LA may be the city of sun as the opening number declares, but it’s also a conduit to something else—a career. Mia’s job in a café on the Warner Bros lot allows her to eyeball some of the stars who drop by for takeaway, and to duck out when she gets a call from casting. Seb wants his own jazz club to showcase the music he admires, but he eventually bows to compromise when he joins a jazz-funk band that gives him steady pay, even agrees to bite his lip and look moody for photo shoots.

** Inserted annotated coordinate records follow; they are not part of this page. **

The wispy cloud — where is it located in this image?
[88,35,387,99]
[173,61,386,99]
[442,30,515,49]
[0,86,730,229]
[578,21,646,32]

Dancing may be the vertical expression of horizontal desire, but their relationship looks charmingly chaste, so contrary to today’s mores. That emerald green dress than Mia wears on the couple’s first date recalled for me Cyd Charisse in green when she performs a smouldering showstopper with Gene Kelly in the 1952 classic Singin’ in the Rain. Nothing like that happens here.
It may be unfair to compare, though hard not to, the singing and dancing in La La Land with the work of Kelly, Astaire, Rogers and the set pieces Busby Berkeley created. Stone and Gosling are very talented dramatic actors who dance and sing well, and it’s great to see how accomplished Gosling is on keyboards, but it’s more story and less spectacle here and where we have singing and dancing sequences, they are spectacular because of the staging, production design and the beautiful cinematography.
Of course, La La Land is also an ardent love letter to the movies. To mount this terrific production, the American movie industry has mustered generous resources and assigned them to a relative newcomer. Faith rewarded.
It is easy to point to a certain self-regard in this homage to the dream factory, but writer-director Chazelle, the son of professors, doesn’t treat us as mugs. He reminds us we can still be lulled into fantasy with the brilliant ‘might have been’ montage that flashes before Mia’s eyes five years later. It’s not exactly an alternate ending, but the film is having a bit of fun with the wishes and expectations that we unconsciously create at the movies, anyway.